Abstract
Prenatal exposure to tobacco smoke is suggested as a potential risk factor for autism spectrum disorders (ASD). Previous epidemiological studies of this topic have yielded mixed findings. We performed a case–control study of 3,958 ASD cases and 38,983 controls nested in a large register-based cohort in Sweden. ASD case status was measured using a multisource case ascertainment system. In adjusted results, we found that maternal smoking during pregnancy is not associated with increased risk of ASD regardless of presence or absence of comorbid intellectual disability. Apparent associations were attributable to confounding by sociodemographic characteristics of parents such as education, income, and occupation.

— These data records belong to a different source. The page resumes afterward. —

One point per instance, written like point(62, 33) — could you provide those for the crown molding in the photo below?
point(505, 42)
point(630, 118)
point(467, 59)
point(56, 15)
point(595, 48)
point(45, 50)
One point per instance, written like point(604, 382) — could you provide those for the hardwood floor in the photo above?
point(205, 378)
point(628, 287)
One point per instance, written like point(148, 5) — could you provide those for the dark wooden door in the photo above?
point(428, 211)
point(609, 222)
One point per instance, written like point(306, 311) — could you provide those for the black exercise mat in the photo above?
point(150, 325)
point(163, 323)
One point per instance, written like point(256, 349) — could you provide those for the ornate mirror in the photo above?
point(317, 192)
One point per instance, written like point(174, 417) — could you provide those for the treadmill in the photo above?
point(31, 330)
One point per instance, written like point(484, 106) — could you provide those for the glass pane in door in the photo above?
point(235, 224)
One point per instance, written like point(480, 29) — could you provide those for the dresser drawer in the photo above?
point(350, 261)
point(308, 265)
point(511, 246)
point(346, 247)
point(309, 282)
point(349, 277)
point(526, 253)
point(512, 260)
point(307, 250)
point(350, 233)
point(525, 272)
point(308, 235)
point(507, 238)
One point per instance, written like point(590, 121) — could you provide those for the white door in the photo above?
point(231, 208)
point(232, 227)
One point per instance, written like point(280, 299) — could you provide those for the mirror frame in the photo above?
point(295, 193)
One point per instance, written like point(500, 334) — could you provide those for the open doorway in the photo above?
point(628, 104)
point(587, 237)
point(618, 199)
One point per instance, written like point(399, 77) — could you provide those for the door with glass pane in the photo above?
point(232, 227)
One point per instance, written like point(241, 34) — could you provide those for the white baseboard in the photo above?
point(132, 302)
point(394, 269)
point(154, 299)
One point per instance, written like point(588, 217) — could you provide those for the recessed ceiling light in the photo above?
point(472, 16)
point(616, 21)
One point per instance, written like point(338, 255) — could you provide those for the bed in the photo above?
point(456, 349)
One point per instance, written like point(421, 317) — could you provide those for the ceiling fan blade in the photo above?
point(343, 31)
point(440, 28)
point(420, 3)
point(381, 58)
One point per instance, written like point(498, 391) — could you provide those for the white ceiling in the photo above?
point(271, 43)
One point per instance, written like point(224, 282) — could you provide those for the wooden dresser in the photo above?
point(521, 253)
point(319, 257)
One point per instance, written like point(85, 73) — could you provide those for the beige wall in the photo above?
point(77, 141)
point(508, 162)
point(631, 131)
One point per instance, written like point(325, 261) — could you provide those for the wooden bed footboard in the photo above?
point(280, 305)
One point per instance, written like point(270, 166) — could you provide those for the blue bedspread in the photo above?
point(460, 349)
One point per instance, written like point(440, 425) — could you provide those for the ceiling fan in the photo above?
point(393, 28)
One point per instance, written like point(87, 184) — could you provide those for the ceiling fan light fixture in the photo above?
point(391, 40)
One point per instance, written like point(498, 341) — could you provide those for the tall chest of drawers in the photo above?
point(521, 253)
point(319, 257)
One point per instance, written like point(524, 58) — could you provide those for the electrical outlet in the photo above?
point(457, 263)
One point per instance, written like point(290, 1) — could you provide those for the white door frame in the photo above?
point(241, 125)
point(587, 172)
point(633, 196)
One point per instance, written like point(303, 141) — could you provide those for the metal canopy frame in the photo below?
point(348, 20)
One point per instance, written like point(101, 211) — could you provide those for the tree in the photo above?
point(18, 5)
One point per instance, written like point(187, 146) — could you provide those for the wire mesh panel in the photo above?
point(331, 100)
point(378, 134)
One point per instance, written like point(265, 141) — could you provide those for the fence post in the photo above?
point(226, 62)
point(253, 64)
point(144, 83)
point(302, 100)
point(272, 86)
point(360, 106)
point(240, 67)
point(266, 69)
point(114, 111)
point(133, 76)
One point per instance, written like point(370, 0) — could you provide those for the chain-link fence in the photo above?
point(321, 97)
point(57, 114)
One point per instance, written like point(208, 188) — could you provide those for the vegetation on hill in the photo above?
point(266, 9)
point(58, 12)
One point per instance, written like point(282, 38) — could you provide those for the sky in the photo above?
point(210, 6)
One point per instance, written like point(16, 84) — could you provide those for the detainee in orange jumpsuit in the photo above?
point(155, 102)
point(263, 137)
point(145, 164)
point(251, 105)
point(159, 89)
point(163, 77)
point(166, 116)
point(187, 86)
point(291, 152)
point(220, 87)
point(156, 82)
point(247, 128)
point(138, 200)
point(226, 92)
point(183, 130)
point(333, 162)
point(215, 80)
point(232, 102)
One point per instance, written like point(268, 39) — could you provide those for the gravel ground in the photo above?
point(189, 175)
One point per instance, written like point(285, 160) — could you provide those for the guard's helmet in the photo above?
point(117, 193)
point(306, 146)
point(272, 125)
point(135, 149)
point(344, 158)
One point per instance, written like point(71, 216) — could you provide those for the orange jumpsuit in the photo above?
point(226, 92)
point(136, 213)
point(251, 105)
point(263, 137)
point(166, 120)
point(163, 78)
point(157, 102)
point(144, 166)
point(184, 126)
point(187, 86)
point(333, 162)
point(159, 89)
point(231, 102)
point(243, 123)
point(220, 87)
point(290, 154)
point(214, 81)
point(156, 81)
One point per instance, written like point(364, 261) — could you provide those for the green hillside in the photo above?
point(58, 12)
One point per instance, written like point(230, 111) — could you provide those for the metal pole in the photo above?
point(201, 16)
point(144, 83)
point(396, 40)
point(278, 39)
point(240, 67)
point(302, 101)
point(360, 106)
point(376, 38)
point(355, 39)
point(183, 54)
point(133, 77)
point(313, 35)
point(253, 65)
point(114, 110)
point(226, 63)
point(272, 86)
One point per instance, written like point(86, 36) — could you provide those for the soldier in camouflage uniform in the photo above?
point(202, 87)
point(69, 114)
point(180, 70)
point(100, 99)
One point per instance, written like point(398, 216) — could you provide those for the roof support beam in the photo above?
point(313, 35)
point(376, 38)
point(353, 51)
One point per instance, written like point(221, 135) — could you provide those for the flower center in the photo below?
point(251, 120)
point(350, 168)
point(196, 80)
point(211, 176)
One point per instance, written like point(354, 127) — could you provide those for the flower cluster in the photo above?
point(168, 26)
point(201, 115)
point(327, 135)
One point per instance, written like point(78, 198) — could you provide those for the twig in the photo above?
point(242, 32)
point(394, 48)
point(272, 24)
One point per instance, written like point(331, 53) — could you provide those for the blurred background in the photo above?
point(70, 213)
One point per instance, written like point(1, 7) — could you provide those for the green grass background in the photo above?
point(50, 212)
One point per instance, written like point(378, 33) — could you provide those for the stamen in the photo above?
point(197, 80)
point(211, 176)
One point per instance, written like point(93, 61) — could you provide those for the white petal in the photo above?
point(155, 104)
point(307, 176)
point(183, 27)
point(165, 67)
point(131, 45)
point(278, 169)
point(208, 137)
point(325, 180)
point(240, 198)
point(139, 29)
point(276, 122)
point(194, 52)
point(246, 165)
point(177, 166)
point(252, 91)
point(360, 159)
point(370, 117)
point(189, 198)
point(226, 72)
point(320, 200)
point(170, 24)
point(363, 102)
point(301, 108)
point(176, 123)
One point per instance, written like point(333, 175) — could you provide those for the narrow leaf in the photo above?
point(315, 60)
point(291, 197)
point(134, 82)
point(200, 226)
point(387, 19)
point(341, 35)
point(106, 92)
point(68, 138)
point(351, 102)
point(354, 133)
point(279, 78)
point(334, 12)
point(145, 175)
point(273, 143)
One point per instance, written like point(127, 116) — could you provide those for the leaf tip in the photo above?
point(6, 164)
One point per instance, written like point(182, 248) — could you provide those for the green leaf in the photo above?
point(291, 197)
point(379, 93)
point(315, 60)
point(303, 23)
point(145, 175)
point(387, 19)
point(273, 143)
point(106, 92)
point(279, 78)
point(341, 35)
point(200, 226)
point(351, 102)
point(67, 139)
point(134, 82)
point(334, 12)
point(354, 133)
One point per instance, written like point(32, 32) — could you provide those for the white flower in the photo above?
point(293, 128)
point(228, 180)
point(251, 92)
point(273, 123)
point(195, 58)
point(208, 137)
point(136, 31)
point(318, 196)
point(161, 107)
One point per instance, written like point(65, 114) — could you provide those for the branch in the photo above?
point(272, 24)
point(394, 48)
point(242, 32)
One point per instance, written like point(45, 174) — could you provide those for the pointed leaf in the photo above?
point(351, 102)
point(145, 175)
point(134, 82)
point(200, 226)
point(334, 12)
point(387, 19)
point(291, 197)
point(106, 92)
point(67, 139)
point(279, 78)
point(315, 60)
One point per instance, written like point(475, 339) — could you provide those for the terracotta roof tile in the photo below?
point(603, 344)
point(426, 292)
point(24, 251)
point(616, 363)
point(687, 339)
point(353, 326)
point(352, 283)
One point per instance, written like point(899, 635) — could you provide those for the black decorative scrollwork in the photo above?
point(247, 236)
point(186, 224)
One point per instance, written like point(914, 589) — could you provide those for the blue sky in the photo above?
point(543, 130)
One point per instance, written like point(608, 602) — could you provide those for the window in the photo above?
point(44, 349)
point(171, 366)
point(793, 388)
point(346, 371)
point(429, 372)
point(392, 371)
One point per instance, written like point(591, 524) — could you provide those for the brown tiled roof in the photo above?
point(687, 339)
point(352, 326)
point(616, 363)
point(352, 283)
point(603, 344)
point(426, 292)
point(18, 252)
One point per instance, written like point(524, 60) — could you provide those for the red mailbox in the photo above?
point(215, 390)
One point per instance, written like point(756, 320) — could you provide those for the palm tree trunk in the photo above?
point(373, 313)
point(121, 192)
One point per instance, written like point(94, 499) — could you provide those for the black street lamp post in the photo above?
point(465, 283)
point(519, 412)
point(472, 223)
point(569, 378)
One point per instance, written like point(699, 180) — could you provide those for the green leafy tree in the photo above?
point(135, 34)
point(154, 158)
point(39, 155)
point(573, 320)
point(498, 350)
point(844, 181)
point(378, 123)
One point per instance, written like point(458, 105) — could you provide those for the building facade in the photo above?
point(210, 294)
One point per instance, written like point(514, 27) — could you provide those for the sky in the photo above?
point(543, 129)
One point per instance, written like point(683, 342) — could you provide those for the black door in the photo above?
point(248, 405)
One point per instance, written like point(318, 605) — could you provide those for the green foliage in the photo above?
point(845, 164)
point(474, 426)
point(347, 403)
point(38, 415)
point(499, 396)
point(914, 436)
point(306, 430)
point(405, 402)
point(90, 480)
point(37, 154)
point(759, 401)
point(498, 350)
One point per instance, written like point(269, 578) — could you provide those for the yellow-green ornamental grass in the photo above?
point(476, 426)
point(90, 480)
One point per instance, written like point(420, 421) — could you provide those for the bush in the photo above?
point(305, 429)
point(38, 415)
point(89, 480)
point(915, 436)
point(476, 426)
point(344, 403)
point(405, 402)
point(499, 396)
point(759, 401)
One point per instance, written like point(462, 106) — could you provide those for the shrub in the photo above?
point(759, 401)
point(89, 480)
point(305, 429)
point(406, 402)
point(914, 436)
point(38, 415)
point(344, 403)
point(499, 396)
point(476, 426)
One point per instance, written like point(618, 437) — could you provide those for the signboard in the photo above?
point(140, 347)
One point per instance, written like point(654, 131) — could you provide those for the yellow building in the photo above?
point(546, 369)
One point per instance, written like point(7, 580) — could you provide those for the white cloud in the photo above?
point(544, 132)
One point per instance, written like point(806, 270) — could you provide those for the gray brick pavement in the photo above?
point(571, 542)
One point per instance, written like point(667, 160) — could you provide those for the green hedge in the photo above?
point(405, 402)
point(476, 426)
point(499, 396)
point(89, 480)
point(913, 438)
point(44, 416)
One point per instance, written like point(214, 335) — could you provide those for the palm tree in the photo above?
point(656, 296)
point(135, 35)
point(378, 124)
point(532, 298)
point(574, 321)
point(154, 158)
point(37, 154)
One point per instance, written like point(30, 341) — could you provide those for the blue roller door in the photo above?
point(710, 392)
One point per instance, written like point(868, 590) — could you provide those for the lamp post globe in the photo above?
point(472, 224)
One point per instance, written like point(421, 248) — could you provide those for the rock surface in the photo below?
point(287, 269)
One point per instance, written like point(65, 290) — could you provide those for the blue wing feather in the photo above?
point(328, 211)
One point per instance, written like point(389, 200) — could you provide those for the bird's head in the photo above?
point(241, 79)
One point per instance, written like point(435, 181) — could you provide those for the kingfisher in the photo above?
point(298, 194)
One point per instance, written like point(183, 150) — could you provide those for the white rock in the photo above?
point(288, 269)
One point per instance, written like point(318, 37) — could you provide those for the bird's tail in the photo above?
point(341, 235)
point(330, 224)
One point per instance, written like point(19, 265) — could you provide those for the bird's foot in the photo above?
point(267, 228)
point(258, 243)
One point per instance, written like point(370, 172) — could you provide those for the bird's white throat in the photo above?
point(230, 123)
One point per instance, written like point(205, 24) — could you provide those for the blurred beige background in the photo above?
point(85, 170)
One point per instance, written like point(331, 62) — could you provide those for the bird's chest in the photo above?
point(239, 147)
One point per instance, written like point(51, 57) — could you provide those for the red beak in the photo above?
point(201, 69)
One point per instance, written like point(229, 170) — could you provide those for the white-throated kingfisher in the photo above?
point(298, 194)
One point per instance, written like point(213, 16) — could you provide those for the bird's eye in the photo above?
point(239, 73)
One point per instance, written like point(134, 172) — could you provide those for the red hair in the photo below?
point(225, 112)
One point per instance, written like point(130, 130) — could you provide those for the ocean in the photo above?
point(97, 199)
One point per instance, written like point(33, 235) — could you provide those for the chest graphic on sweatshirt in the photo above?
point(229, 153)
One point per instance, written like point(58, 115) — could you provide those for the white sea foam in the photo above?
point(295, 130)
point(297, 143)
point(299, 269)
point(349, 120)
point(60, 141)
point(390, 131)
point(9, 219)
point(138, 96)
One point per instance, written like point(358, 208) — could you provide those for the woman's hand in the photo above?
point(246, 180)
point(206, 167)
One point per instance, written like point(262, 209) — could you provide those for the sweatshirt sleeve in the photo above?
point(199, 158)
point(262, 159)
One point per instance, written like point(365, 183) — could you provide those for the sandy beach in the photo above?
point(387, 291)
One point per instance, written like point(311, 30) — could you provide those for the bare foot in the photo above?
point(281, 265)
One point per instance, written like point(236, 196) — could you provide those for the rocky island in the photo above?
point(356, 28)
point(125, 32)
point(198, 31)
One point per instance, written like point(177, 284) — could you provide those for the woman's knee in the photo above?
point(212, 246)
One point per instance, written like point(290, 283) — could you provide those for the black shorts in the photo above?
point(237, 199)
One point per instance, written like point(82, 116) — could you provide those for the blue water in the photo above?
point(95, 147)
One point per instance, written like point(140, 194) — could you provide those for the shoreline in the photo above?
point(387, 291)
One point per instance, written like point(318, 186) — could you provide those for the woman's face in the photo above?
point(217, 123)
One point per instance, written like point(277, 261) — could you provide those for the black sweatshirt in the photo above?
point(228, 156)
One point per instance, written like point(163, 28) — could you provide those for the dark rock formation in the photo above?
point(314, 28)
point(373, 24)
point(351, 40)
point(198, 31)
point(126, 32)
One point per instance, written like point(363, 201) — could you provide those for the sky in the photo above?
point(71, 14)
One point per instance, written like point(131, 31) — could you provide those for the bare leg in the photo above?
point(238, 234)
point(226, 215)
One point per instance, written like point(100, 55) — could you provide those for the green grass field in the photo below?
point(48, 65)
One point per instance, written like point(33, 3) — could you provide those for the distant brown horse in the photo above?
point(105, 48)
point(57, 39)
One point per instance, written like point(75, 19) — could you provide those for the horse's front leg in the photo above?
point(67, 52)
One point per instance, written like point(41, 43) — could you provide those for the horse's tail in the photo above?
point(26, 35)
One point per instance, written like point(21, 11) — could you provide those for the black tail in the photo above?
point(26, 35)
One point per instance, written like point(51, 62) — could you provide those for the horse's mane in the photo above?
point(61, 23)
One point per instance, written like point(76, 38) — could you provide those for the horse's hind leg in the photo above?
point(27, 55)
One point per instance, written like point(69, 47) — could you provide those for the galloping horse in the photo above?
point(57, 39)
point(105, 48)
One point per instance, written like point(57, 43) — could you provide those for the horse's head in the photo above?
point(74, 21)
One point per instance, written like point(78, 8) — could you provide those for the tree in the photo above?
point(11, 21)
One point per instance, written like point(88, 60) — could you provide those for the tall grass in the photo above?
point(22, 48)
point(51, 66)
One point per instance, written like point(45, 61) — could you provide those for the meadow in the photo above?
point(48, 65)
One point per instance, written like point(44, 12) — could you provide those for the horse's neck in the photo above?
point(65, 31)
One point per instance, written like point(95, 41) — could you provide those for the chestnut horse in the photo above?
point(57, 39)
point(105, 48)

Avoid common mistakes on your manuscript.
Introduction
One suggested environmental risk factor for autism spectrum disorders (ASD) is maternal smoking during pregnancy (Newschaffer et al. 2007), which is recognized for detrimental effects on fetal and childhood development. Prenatal exposure to tobacco smoke is associated with neurobehavioral outcomes, including attention-deficit/hyperactivity disorder (Milberger et al. 1996); behavioral difficulties such as externalizing behaviors and problems with peers (Cornelius et al. 2011); and poor intellectual performance (Eskenazi and Castorina 1999). There is some support that these associations may be causal, given the teratogenic chemicals in tobacco smoke, including heavy metals, benzene, and nicotine (Shea and Steiner 2008). Furthermore, prenatal exposure to tobacco smoke is an important risk factor for obstetric complications that may influence neurodevelopment, such as preterm birth and fetal growth restriction (Cnattingius 2004).
Several population-based studies have examined whether prenatal exposure to tobacco smoke is associated with ASD but findings are inconsistent. In a Swedish study, maternal smoking at first prenatal visit was associated with 1.4 times the odds (95% confidence interval (CI): 1.1, 1.8) of ASD diagnosis as ascertained from inpatient records (Hultman et al. 2002). In contrast, studies from Denmark (Larsson 2005), the U.S. (Kalkbrenner 2010), and Canada (Burstyn et al. 2010) found no associations. Some limitations hinder interpretation of these studies. For example, the Nordic studies relied on inpatient case ascertainment while none of the above studies examined if a dose–response relation exists between maternal smoking and ASD risk. In addition, no studies have examined whether associations differ by ASD degree of functioning.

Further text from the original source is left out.